Copeland's message is powerful throughout, but “Would You Take My Blood” is the strongest statement she's ever made against racism. “You've made it clear a thousand times / that you think I'm not your kind,” she tells a hater. But then she asks that if your life was at stake and you were fading fast, would you take her life-giving fluid, or “rather die than to share your life with mine, take my hand reaching out to you.”

John Prine steps in to duet with Copeland, reprising his composition “Great Rain,” co-written with former Tom Petty and the Heartbreakers guitarist Mike Campbell, who also played on it, along with Petty, on Prine's 1991 release, Missing Years. It's Prine doing what he does best, making everyday life bearable as best he can by finding the humor in bad situations. “I tell you funny stories / Why can't you treat me nice?” he asks his presumed beloved, or perhaps it's just a temporary time-sharer. “I was praying for mercy / And all he ever sent me was you.”

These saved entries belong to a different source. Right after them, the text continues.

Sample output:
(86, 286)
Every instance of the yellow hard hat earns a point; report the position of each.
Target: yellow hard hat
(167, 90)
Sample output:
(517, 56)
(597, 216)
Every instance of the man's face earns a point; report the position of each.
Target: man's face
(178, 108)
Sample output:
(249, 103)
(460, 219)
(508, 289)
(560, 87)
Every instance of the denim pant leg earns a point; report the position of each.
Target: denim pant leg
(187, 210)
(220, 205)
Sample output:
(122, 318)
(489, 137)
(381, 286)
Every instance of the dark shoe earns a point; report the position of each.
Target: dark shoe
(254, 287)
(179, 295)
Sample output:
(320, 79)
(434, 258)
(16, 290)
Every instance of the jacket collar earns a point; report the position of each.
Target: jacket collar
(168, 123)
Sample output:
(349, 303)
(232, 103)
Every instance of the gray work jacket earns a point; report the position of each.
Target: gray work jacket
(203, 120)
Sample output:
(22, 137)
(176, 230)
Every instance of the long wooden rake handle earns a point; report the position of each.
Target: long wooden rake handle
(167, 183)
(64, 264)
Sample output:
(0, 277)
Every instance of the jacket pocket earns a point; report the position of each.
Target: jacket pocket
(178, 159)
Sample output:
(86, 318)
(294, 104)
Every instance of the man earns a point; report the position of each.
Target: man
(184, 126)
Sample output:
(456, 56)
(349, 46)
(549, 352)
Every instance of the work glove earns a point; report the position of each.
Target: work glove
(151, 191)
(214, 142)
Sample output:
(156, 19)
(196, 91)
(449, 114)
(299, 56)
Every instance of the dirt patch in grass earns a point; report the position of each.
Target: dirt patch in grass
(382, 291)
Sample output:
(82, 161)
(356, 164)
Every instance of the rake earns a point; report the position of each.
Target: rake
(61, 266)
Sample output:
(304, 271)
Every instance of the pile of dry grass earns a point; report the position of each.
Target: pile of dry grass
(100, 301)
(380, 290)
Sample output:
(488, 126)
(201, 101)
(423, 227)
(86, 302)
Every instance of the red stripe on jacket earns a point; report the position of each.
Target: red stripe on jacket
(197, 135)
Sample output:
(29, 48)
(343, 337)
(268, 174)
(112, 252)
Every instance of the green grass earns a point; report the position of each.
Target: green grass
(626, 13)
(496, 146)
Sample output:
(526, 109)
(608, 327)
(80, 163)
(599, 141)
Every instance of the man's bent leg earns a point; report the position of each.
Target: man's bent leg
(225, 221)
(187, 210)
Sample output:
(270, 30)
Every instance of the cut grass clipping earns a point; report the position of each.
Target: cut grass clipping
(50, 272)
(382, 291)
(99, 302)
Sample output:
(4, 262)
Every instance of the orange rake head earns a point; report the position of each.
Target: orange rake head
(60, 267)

It's a first for Copeland to be mentioning Hank Williams in one of her songs, but he gets a shout-out on “Smoked Ham and Peaches,” Americana-ized with Giddens' banjo clucking in the background. But Copeland's magnificent voice, muted somewhat, still stays in churchy blues mode. “When the whole world seems fake / give me something real,” she asks, but it's already here, and its her.

“Promised Myself,” with Cropper on lead, is vintage Copeland written by her daddy: deep-dish, hair-raising, soulful blues from the church of Shemekia. It's healing blues, Copeland promising herself she'll never fall in love again, but in the last chorus she admits to a relapse: “Looks like I lied to myself / Looks like true love is gonna always win ... oh Lawd have mercy now,” she wails, but it makes the pain sound mighty fine.

If you had any doubts about her agenda, "I'm In The Blood of the Blues” takes care of that. “I'm the jewel in the crown of the mighty kings of Africa / I'm the hands on the shaft of the spear that slew the lion,” she proclaims, backing it with enough bombast to pin pack the ears of doubters.

Copeland transforms Ray Davies' composition “I'm Not Like Everybody Else” from a jangly rocker to a soulful blues, Kimbrough backing her gospel shouts with slinky slide on a tune that should be her theme song.

Although its a bit of different direction, its still the same Shemekia Copeland, heart and soul intact, a proud spokesperson for all of us.